Les préconisations sont claires : les cabines doivent être « nettoyées après chaque conducteur ».

Pourtant, « il a été acté qu’elles ne seraient désinfectées qu’une fois par jour. Une cabine est utilisée par une dizaine de conducteurs au quotidien », explique Vladimir Perfiloff. En effet, ceux-ci effectuent un roulement et empruntent parfois trois rames différentes en une journée. C’est pourquoi Axel Persson, secrétaire de la CGT Cheminots de Trappes, a exercé son droit de retrait le lundi 16 mars. « J’ai demandé quand la cabine avait été nettoyée, et personne n’a su me répondre, explique-t-il à Reporterre. À Versailles, un collègue a été contaminé. À Trappes, des cas sont suspectés. Beaucoup hésitent à se retirer par peur d’être mis en demeure puisque c’est arrivé sur la ligne C du Transilien. Nous demandons de retracer quels matériels ont été touchés, quelles cabines ont été conduites par les personnes qui présentent des symptômes, et avec qui elles ont été en contact. La boîte rechigne à le faire. S’ils lancent une enquête, ils réaliseront à quel point nous sommes exposés, surtout dans les conditions d’hygiène actuelles. »

Autres points de friction entre syndicats et direction : durant l’épidémie, la SNCF assure mettre à disposition un service de taxis afin d’éviter à ses salariés de prendre les transports en commun pour se rendre d’une gare à l’autre pendant leur service. Mais beaucoup se sont vus refuser l’envoi d’une voiture, et ont donc été contraints de monter dans des métros encore bondés à la mi-mars (les rassemblements de plus de cent personnes étaient déjà interdits), voire de marcher plus d’une heure pour atteindre leur destination.

« On nous alerte sur la nécessité d’un confinement total mais on nous envoie au travail dans ces conditions »

Et pour ceux qui doivent garder leurs enfants, les discussions patinent. Le décret présidentiel du 16 mars indique que seul l’un des deux parents doit déposer une demande de congé spécial et signer une attestation sur l’honneur. La SNCF Paris-Rive gauche a ajouté une règle fustigée par ses salariés : prouver par attestation de l’employeur du conjoint que celui-ci se déplace pour travailler et ne dispose pas du même congé spécial. Si celui-ci est auto-entrepreneur ou en en télétravail, il lui est impossible de fournir ce papier, et le cheminot ne peut donc pas prendre son congé.

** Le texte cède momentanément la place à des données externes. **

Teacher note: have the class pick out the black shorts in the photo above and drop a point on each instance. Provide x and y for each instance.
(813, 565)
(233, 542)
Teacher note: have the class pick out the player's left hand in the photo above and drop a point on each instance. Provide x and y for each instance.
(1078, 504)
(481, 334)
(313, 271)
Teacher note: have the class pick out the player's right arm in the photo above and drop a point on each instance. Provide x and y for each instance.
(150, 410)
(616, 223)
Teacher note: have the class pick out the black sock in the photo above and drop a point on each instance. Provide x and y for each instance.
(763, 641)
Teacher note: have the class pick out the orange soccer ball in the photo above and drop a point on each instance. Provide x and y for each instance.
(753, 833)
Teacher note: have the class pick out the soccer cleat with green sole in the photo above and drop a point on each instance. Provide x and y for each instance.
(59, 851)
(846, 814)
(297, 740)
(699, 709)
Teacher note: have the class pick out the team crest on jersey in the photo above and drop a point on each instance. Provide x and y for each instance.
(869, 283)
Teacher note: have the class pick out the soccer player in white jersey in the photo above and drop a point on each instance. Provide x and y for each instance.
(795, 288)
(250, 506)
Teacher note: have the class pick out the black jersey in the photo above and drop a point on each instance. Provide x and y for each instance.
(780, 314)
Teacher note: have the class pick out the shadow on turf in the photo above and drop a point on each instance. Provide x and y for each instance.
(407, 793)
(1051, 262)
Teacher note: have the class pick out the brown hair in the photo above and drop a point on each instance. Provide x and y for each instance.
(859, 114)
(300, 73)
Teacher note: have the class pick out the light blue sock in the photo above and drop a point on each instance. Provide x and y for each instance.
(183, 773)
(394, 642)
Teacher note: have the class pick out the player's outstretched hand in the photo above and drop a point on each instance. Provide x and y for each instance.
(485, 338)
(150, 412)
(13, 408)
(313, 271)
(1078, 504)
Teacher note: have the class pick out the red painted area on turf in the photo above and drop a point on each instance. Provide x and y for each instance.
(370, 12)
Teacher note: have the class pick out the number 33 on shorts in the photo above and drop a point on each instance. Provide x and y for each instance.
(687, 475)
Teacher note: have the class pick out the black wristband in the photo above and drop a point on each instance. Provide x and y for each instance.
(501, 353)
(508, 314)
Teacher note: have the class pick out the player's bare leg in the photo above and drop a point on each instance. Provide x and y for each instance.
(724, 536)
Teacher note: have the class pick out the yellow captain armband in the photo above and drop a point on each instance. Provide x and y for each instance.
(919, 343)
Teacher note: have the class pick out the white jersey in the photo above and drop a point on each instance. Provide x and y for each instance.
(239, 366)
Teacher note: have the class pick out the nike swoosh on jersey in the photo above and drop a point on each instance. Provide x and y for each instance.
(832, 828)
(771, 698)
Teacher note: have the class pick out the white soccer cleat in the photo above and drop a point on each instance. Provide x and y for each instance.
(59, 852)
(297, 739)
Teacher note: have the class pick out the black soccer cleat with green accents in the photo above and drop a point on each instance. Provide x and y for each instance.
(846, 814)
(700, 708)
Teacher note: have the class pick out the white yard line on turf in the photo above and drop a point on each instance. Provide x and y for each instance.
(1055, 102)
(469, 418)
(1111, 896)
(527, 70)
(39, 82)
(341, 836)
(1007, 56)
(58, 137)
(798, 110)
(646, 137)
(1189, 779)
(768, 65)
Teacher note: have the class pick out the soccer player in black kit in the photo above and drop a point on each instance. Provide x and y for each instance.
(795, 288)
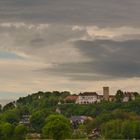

« On nous alerte sur la nécessité d’un confinement total, on nous demande même d’arrêter les footings mais on nous envoie au travail dans ces conditions », s’offusque Azdine Bouamara, lui aussi conducteur en Île-de-France. La CGT, dont il est membre, pointe les contradictions du gouvernement. Il l’affirme : « Le gouvernement devrait obliger l’arrêt de l’activité économique superflue. L’activité a fortement diminué depuis le 24 mars. Mais les seules industries qui devraient encore fonctionner sont celles qui assurent les chaînes alimentaire, sanitaire et énergétique. »

Sur un tract distribué depuis le lundi 23 mars, on peut lire : « Il n’est pas entendable que le Premier ministre interdise de se rendre à l’enterrement d’un grand parent, tout en expliquant que les ouvriers et employés doivent se rendre au travail. » Certes, l’heure est à la diminution drastique du plan de transport. Mais ceux qui restent, eux, ne s’en sentent pas mieux protégés.